# Algea Problem on Plants and Driftwood



## yekoms (Jul 7, 2013)

We're getting light green, hairy, almost like a cotton ball texture algae in our planted tank. It is growing on the driftwood and plants. We pull off what we can but it grows back. What can we do to control it?
Thanks,Smokey


----------



## coralbandit (Jul 29, 2012)

Hey smokey!
Possibly lowering amount of time light is on may help.Some keep plants healthy with 6 hours.
If you are fertalising this may be helping the algae also.
Here's a good link on algaes.
Algae in the Planted Aquarium-- Guitarfish
Depending on the type you may be able to kill it cheap and easy with hydrogen peroxide,or with a little more expense by using Glutaraldehyde which is the active ingredient in Seachems Excell.


----------



## yekoms (Jul 7, 2013)

Thanks Bandit, Great info as always from you...I've been finding the answers to my other little issues by lurking on this site but, this one I had to ask.


----------



## discusbreeder (Oct 7, 2014)

Sounds like a combination of over lighting and nitrogen buildup. As the filters continue working nitrogen levels slowly increase. Without sufficient planting to control nitrogen levels you make a nutrient soup of the tank and algae step in to take up the slack. Too much light exacerbates the problem. You will have to do lees lighting and either plant the tank heavier or increase water changes.


----------



## jrman83 (Jul 9, 2010)

Planting the tank more will help. Are you providing any fertilization to the tank at all? What is your photoperiod length? Water change schedule, %?


----------



## joecrouse (Feb 3, 2014)

I too am having algae problems. 29 tall tank, my algae is dark green covers my plants and grows like a very thin fuzz on my tank walls and my rocks/and one piece of driftwood (red oak) where as my piece of redwood doesn't get any algae at all. 
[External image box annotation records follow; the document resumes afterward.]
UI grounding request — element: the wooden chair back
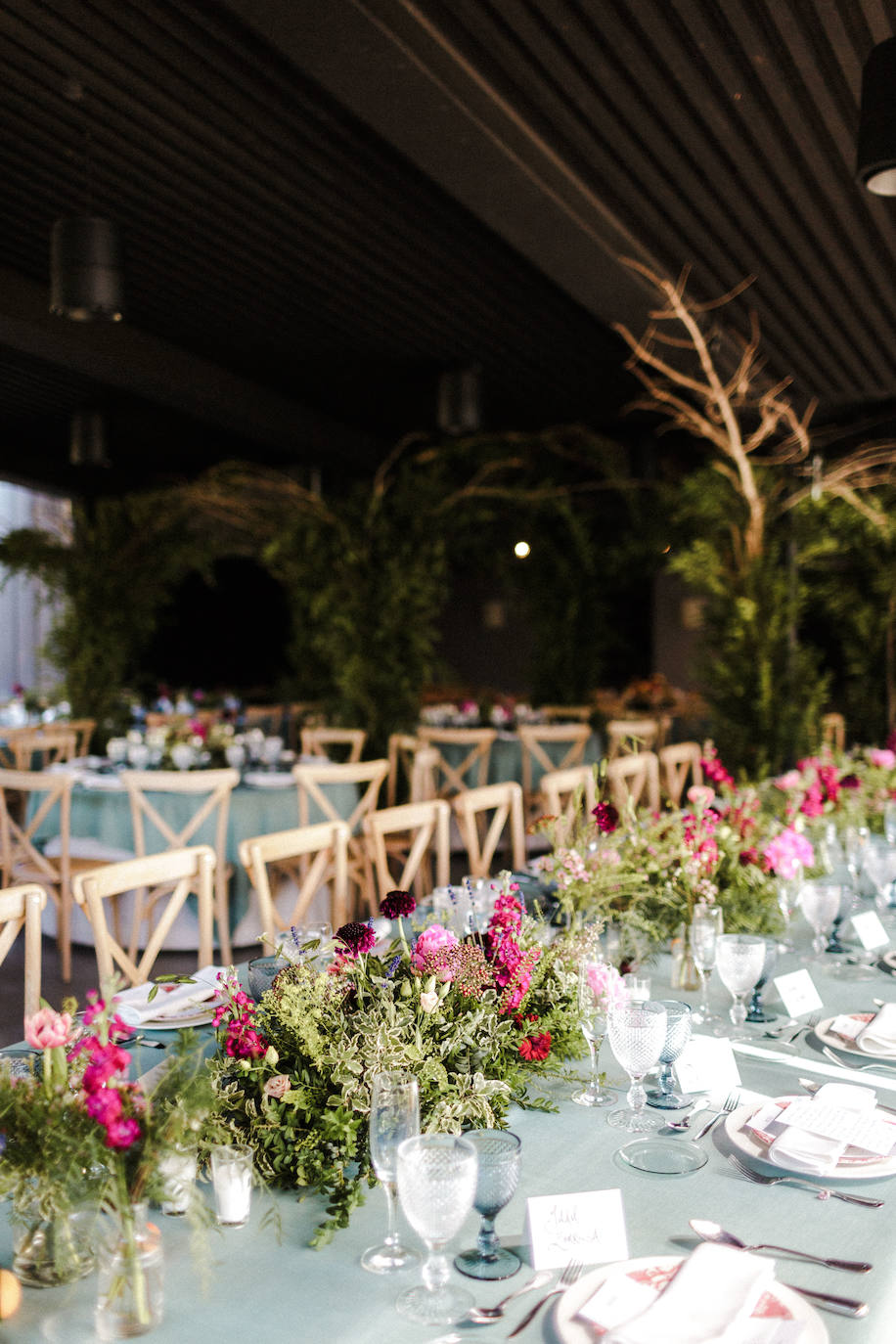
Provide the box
[657,741,702,808]
[417,726,498,798]
[292,759,388,914]
[302,729,367,765]
[821,712,846,751]
[456,781,525,885]
[607,751,659,812]
[121,770,239,965]
[239,822,350,934]
[0,770,72,982]
[364,798,451,901]
[72,844,215,985]
[0,881,47,1017]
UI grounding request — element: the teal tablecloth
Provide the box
[0,959,896,1344]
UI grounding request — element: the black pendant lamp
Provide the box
[856,37,896,197]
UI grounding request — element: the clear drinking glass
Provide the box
[395,1135,477,1325]
[454,1129,522,1278]
[716,933,766,1035]
[607,999,666,1135]
[799,881,842,963]
[648,999,692,1110]
[572,961,616,1106]
[361,1068,421,1275]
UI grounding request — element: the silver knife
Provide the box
[798,1078,896,1115]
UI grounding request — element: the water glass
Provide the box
[361,1068,421,1275]
[716,933,766,1035]
[395,1135,477,1325]
[454,1129,522,1279]
[607,1000,666,1135]
[648,999,692,1110]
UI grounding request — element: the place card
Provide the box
[674,1036,740,1097]
[773,970,824,1017]
[850,910,889,952]
[525,1189,629,1269]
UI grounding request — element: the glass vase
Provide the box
[96,1204,165,1340]
[11,1200,97,1287]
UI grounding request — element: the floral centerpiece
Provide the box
[212,874,580,1244]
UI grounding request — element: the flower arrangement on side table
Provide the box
[212,874,591,1246]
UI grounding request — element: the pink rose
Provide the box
[25,1008,71,1050]
[263,1074,291,1100]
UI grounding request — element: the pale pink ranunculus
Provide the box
[25,1008,71,1050]
[411,924,460,970]
[262,1074,291,1098]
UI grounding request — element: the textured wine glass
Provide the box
[799,881,842,963]
[361,1068,421,1275]
[607,999,666,1135]
[716,933,766,1027]
[395,1135,477,1325]
[454,1129,522,1278]
[648,999,694,1110]
[572,961,616,1106]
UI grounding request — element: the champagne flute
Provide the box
[395,1135,477,1325]
[572,961,616,1106]
[361,1068,421,1275]
[607,999,666,1135]
[716,933,766,1035]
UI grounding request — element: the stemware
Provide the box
[690,906,721,1027]
[454,1129,522,1278]
[361,1068,421,1275]
[395,1135,477,1325]
[572,961,616,1106]
[799,880,842,963]
[607,999,666,1135]
[648,999,692,1110]
[716,933,766,1035]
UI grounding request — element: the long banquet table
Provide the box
[0,956,896,1344]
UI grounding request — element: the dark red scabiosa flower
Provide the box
[381,891,417,919]
[336,920,377,957]
[519,1031,551,1061]
[591,802,619,836]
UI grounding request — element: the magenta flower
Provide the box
[381,891,417,919]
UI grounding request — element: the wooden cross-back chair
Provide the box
[517,723,591,820]
[292,759,388,914]
[451,781,525,877]
[0,770,79,981]
[0,881,47,1017]
[417,727,498,798]
[121,770,239,963]
[239,822,350,934]
[364,798,451,901]
[607,751,659,812]
[657,741,702,808]
[301,727,367,765]
[541,765,598,824]
[72,844,215,985]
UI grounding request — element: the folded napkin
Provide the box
[579,1242,775,1344]
[114,966,224,1027]
[769,1083,875,1176]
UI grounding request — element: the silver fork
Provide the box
[728,1153,884,1208]
[508,1261,584,1340]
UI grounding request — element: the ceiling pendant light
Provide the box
[856,37,896,197]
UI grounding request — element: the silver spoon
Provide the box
[691,1218,874,1275]
[464,1269,554,1325]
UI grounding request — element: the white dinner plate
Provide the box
[813,1012,896,1067]
[552,1255,829,1344]
[726,1097,896,1184]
I fertilized rather too heavy 1x or 2x due to misreading the bottle. but have done a lot of big water changes (I tend to do 40 and 50 percent water changes regularly with 5 gallon buckets) Ive even added a bit of salt to the water hoping that clears it. I haven't fertilized the tank in probably 3 months and have changed that water over at least 15 or 20 times. not since this algae problem cropped up. I SHOULDN'T have much in the way of phosphates unless they are seeping from the slate rock.

My 2 oto-cats and my two Mystery Snails and my growing number of MTS are barely keeping up. (you can tell where they have been attacking the algae there are streaks/where they have mowed in a straight line. 

The water itself is soft but has a green tinge to it the tank itself doesn't get a lot of light the hood light is only an Aqueon deluxe so its not really high light quality. Unless its the algae is just living off the light from my one living room lamp but one would think the algae would be thickest on that side where the lamp is.


----------